Ma come successivamente descritta dal coesistente articolo 26 del CCNL della scuola del 2009, quindici anni dopo: «La funzione docente realizza il processo di insegnamento/apprendimento volto a promuovere lo sviluppo umano, culturale, civile e professionale degli alunni […]. In attuazione dell’autonomia scolastica i docenti […] elaborano, attuano e verificano, per gli aspetti pedagogico–didattici, il piano dell’offerta formativa, adattandone l’articolazione alle differenziate esigenze degli alunni e tenendo conto del contesto socio – economico di riferimento, […]».
C’è incompatibilità tra i due articoli? Certamente no. Ma il contratto del 2009 esplicita come l’attività di trasmissione propria della funzione docente debba essere interpretata: non è la relazione frontale docente-alunno il perno, bensì la funzione organizzatrice e mediatrice degli apprendimenti propria degli insegnanti.
Su tutto prevale, non la scuola e i docenti, che restano nella dimensione dei mezzi, degli strumenti, delle risorse umane e professionali, ma l’organizzazione e la mediazione degli apprendimenti in funzione della peculiarità di ogni singolo alunno che alla scuola si rivolge. Ciò comporta che a monte la funzione docente si sia esplicata nella traduzione della prescrittività dei programmi e delle indicazioni nazionali in percorsi di apprendimento o, se vogliamo usare un termine più appropriato, in piani di studio.
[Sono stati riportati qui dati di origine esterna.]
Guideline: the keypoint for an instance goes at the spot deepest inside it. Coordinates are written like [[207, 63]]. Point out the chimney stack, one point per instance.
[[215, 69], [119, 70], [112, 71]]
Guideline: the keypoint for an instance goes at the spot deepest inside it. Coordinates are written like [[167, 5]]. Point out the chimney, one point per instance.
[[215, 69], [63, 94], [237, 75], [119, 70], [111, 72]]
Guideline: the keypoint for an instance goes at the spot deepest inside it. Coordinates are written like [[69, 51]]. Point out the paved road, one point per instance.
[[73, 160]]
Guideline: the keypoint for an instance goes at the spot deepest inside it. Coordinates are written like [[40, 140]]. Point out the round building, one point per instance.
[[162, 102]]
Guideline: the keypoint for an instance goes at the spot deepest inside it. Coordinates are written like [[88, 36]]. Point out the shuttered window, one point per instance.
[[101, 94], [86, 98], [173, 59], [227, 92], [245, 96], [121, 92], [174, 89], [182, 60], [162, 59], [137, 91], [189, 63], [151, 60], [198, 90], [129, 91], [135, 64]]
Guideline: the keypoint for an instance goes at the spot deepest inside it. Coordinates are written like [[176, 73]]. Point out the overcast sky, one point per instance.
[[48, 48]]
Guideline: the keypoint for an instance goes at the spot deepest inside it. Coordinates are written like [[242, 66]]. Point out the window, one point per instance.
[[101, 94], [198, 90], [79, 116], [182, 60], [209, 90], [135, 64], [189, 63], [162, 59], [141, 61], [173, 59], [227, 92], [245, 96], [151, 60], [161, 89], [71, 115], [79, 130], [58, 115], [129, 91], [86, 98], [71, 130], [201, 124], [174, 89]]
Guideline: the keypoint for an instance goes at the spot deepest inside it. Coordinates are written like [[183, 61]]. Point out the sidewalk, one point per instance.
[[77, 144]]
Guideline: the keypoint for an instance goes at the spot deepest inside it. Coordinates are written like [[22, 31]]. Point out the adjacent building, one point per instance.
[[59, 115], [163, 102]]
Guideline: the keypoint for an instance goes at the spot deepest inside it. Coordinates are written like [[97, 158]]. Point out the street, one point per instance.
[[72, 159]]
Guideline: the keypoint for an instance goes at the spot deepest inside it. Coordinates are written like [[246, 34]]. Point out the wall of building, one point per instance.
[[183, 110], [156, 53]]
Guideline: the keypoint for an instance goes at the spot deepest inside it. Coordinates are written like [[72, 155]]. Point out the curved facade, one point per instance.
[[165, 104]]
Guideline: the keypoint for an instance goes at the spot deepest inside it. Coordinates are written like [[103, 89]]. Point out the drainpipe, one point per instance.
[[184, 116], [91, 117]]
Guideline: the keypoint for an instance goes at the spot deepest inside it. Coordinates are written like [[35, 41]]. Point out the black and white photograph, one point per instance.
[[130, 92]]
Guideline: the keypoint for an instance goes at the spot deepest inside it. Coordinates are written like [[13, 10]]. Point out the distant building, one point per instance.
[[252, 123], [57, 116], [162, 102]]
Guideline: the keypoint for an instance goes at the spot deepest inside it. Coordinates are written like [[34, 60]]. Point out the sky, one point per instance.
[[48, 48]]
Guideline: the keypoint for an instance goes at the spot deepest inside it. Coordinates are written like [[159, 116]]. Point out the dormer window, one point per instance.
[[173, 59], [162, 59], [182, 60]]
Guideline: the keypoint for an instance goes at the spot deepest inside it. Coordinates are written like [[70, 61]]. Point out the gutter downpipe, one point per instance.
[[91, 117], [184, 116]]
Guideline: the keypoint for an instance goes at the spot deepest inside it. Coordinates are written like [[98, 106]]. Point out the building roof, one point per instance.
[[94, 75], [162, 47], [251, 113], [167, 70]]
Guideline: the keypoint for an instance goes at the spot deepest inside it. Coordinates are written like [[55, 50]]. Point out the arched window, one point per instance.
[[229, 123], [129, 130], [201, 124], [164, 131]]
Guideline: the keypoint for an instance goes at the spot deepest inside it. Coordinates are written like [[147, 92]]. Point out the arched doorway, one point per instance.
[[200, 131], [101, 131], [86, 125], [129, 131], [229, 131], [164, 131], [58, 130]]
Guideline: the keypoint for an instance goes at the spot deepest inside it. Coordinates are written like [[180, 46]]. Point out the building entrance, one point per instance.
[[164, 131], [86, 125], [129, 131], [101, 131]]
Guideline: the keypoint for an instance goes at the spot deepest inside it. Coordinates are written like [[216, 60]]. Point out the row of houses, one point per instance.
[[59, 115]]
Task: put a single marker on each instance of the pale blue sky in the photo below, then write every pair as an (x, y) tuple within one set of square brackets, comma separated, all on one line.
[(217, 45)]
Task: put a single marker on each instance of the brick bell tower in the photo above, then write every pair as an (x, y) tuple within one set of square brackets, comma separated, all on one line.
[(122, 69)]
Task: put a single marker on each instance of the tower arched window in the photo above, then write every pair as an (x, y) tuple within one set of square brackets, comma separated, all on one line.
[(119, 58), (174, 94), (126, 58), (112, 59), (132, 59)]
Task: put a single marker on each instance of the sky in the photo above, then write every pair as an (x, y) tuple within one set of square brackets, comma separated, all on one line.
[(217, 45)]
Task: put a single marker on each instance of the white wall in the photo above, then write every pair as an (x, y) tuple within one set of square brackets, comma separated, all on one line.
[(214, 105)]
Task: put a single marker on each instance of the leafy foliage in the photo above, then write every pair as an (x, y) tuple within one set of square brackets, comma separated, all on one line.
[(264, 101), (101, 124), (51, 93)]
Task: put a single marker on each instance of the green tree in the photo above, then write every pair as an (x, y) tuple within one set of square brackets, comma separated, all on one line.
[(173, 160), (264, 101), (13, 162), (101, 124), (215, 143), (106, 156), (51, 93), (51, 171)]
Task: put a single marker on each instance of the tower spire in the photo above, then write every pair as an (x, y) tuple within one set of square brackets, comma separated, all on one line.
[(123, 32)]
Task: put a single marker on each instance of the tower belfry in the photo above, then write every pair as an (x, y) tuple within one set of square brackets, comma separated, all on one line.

Cosa significa tutto ciò in concreto? Significa che a priori è necessario sistematizzare i saperi e le competenze proprie di ogni disciplina in un algoritmo. Algoritmizzare i percorsi di apprendimento, sostituendoli alla vacuità delle tradizionali programmazioni didattiche e dei piani dell’offerta formativa. È compito dei docenti di ogni disciplina individuare i saperi e le competenze, temporalizzarli in livelli di apprendimento, assegnando ad ognuno un valore o credito, fino alla certificazione finale del ciclo di studi, primo, secondo, biennio e triennio delle superiori. Il sistema dei crediti, in uso in tutto il mondo e che anche l’Europa ci chiede, dovrebbe essere il meccanismo migliore. Indicare come nel percorso di studi di quella disciplina si procede da un livello inferiore a quello superiore e la somma dei crediti necessari per ogni disciplina alla certificazione del superamento del ciclo di studi.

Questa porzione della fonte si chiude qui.